RAG, Retrieval, and Knowledge Bases

Home› Knowledge Base› RAG, Retrieval, and Knowledge Bases

RAG, Retrieval, and Knowledge Bases

A comprehensive technical guide with mathematical foundations

1. Overview

RAG (Retrieval-Augmented Generation) is an architecture that enhances Large Language Models (LLMs) by grounding their responses in external knowledge sources.

Core Components

Generator: The LLM that produces the final response
Retriever: The system that finds relevant documents
Knowledge Base: The corpus of documents being searched

2. Mathematical Foundations

2.1 Vector Embeddings

Documents and queries are converted to dense vectors in $\mathbb{R}^d$ where $d$ is the embedding dimension (typically 384, 768, or 1536).

Embedding Function:

$$ E: \text{Text} \rightarrow \mathbb{R}^d $$

For a document $D$ and query $Q$:

$$ \vec{d} = E(D) \in \mathbb{R}^d $$

$$ \vec{q} = E(Q) \in \mathbb{R}^d $$

2.2 Similarity Metrics

Cosine Similarity

$$ \text{sim}_{\cos}(\vec{q}, \vec{d}) = \frac{\vec{q} \cdot \vec{d}}{\lVert \vec{q} \rVert \cdot \lVert \vec{d} \rVert} = \frac{\sum_{i=1}^{d} q_i \cdot d_i}{\sqrt{\sum_{i=1}^{d} q_i^2} \cdot \sqrt{\sum_{i=1}^{d} d_i^2}} $$

Euclidean Distance (L2)

$$ \text{dist}_{L2}(\vec{q}, \vec{d}) = \lVert \vec{q} - \vec{d} \rVert_2 = \sqrt{\sum_{i=1}^{d} (q_i - d_i)^2} $$

Dot Product

$$ \text{sim}_{\text{dot}}(\vec{q}, \vec{d}) = \vec{q} \cdot \vec{d} = \sum_{i=1}^{d} q_i \cdot d_i $$

2.3 BM25 (Sparse Retrieval)

$$ \text{BM25}(Q, D) = \sum_{i=1}^{n} \text{IDF}(q_i) \cdot \frac{f(q_i, D) \cdot (k_1 + 1)}{f(q_i, D) + k_1 \cdot \left(1 - b + b \cdot \frac{|D|}{\text{avgdl}}\right)} $$

Where:

$f(q_i, D)$ = frequency of term $q_i$ in document $D$
$\lvert D \rvert$ = document length
$\text{avgdl}$ = average document length in corpus
$k_1$ = term frequency saturation parameter (typically 1.2–2.0)
$b$ = length normalization parameter (typically 0.75)
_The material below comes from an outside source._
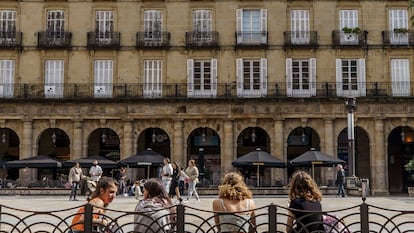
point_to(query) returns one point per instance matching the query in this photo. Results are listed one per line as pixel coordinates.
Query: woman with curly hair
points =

Inverse Document Frequency (IDF):

$$ \text{IDF}(q_i) = \ln\left(\frac{N - n(q_i) + 0.5}{n(q_i) + 0.5} + 1\right) $$

Where:

$N$ = total number of documents
$n(q_i)$ = number of documents containing $q_i$

3. RAG Pipeline Architecture

3.1 Pipeline Stages

1. Indexing Phase

Document ingestion

Chunking strategy selection

Embedding generation

Vector storage

2. Query Phase

Query embedding: $\vec{q} = E(Q)$

Top-$k$ retrieval: $\mathcal{D}_k = \text{argmax}_{D \in \mathcal{C}}^k \text{sim}(\vec{q}, \vec{d})$

Context assembly

LLM generation

3.2 Retrieval Formula

Given a query $Q$ and corpus $\mathcal{C}$, retrieve top-$k$ documents:

$$ \mathcal{D}_k = \{D_1, D_2, ..., D_k\} \quad \text{where} \quad \text{sim}(Q, D_1) \geq \text{sim}(Q, D_2) \geq ... \geq \text{sim}(Q, D_k) $$

3.3 Generation with Context

$$ P(\text{Response} | Q, \mathcal{D}_k) = \text{LLM}(Q \oplus \mathcal{D}_k) $$

Where $\oplus$ denotes context concatenation.

4. Chunking Strategies

4.1 Fixed-Size Chunking

Chunk size: $c$ tokens (typically 256–1024)
Overlap: $o$ tokens (typically 10–20% of $c$)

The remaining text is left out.